Best Unity Performance tips for C# from a Cloud Developer

If you’re looking to improve the performance of your C# Unity game, there are many resources out there that talk about performance in Unity. These usually focus on things like better usage of the Unity APIs, better managing your objects, and reducing the size of your resources. Some articles also discuss better ways to write your scripts – recommendations such as caching your components are quite common.

In this article, I’d like to focus on something else – pure C# performance tips, optimizations tips and improvements to C# LINQ performance issues.

Working in Azure, with code that rungs on millions of cores, allows me to see the impact of even tiny changes on the bottom line. A single piece of code can be responsible for a huge bottleneck, hogging the CPU, or enslaving the Garbage Collector.

I’ll organize these tips into sections:

Methodology

For the purpose of this article, I’ll be using a small script as the basis of my performance tests. The script will perform all tests one after the other, and I’ll use Unity’s Profiler, with the Deep Profile option enabled, to analyze the results:

public class PerfTest : MonoBehaviour
{
    void Update()
    {
        // RunTest1()
        // RunTest2()
    }
}

Depending on the scenario, I might be looking at the “clock time” of each test scenario, or on the amount of memory allocated (and therefore probably also the number of GC calls or duration).

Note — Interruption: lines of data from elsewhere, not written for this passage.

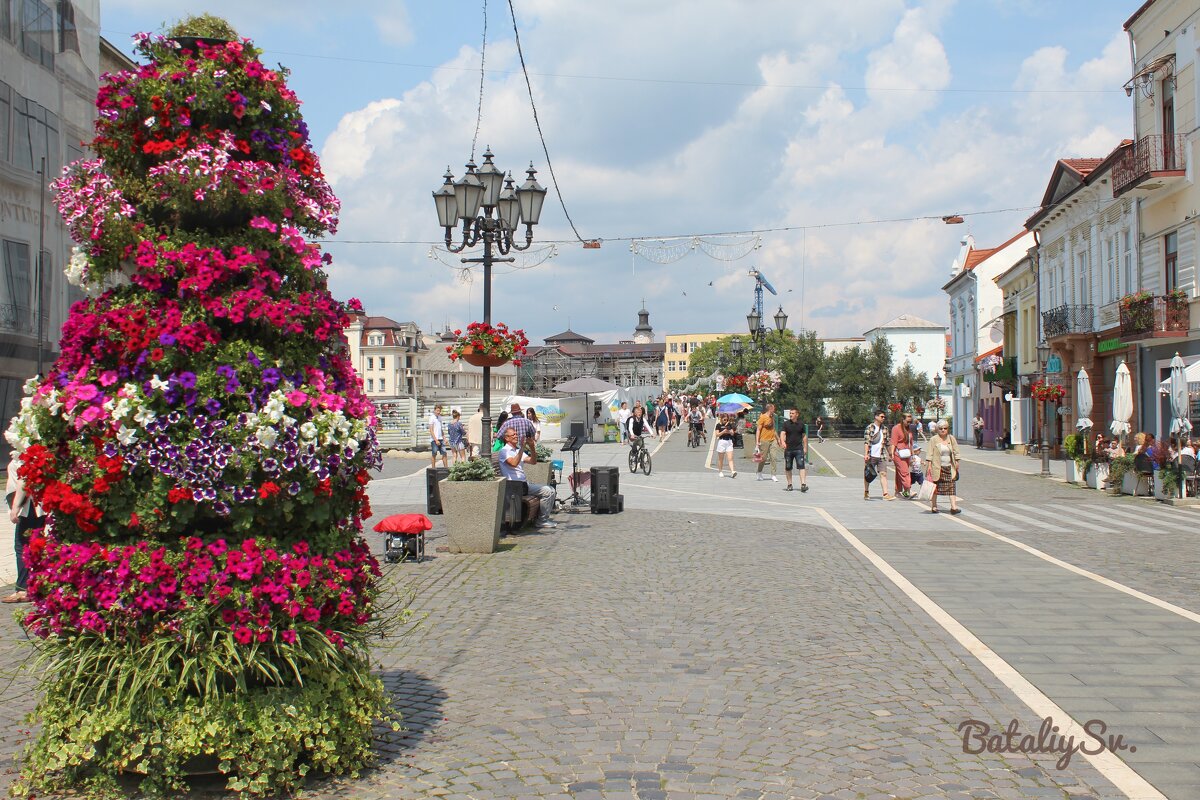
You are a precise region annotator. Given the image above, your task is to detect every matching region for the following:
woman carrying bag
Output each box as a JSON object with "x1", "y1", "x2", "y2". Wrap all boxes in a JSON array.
[
  {"x1": 0, "y1": 455, "x2": 46, "y2": 603},
  {"x1": 926, "y1": 422, "x2": 962, "y2": 513}
]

While the exact numbers you might see if you reproduce these tests will probably be different, the exact performance numbers are not critical – what we care about, it how much we can reduce/improve these numbers.

C# Strings creation

Working with string is quite simple in C#. However, generating new strings dynamically, especially long strings, is quite expensive. Let’s take a look at a native implementation – given a list of numbers, create a comma-separated strings:

private string StringConcat()
{
    string result = "";
    for (int i = 0; i < count; i++)
    {
        result += "Test " + i + ",";
    }
    return result;
}

This implementation creates a substring “Test X,” for every number, it also creates the temporarily accumulated string “Test 1,Test 2, Test 3,” all the way to the end, when we reach the final result. This is extremely inefficient – it allocates a ton of temporary strings which the GC needs to collect.

A much better implementation is to use StringBuilder, which is designed especially for these cases:

private string StringBuilder()
{
    StringBuilder sb = new StringBuilder();
    for (int i = 0; i < count; i++)
    {
        sb.Append("Test " + i + ",");
    }
    return sb.ToString();
}

The keen reader would notice that we’re still creating the temporary strings here. StringBuilder has an AppendFormat method, which can help with that:

private string StringBuilderAppendFormat()
{
    StringBuilder sb = new StringBuilder();
    for (int i = 0; i < count; i++)
    {
        sb.AppendFormat("Test {0},", i);
    }
    return sb.ToString();
}

At this point, we can make one additional improvement, but we’ll have to choose – if we care more about memory, we can avoid creating a new StringBuilder on every invocation. This will require clearing the StringBuilder before/after its use, which means that we’ll “waste” some extra CPU:

private string StringBuilderReuse()
{
    resuableStringBuilder.Clear();
    for (int i = 0; i < count; i++)
    {
        resuableStringBuilder.AppendFormat("Test {0},", i);
    }
    return resuableStringBuilder.ToString();
}

Here are my results from running all 4 tests in Unity Profiler:

Test ScenarioGC AllocGC Alloc RatioTime msTime ms Ratio
StringConcat8.4 MB1.0005.151.00
StringBuilder115.8 KB0.0133.680.71
StringBuilderAppendFormat69.4 KB0.0082.400.46
StringBuilderReuse36.9 KB0.0042.190.41

As you can string, even the naive usage of StringBuilder gives a huge reduction in both memory allocations and CPU.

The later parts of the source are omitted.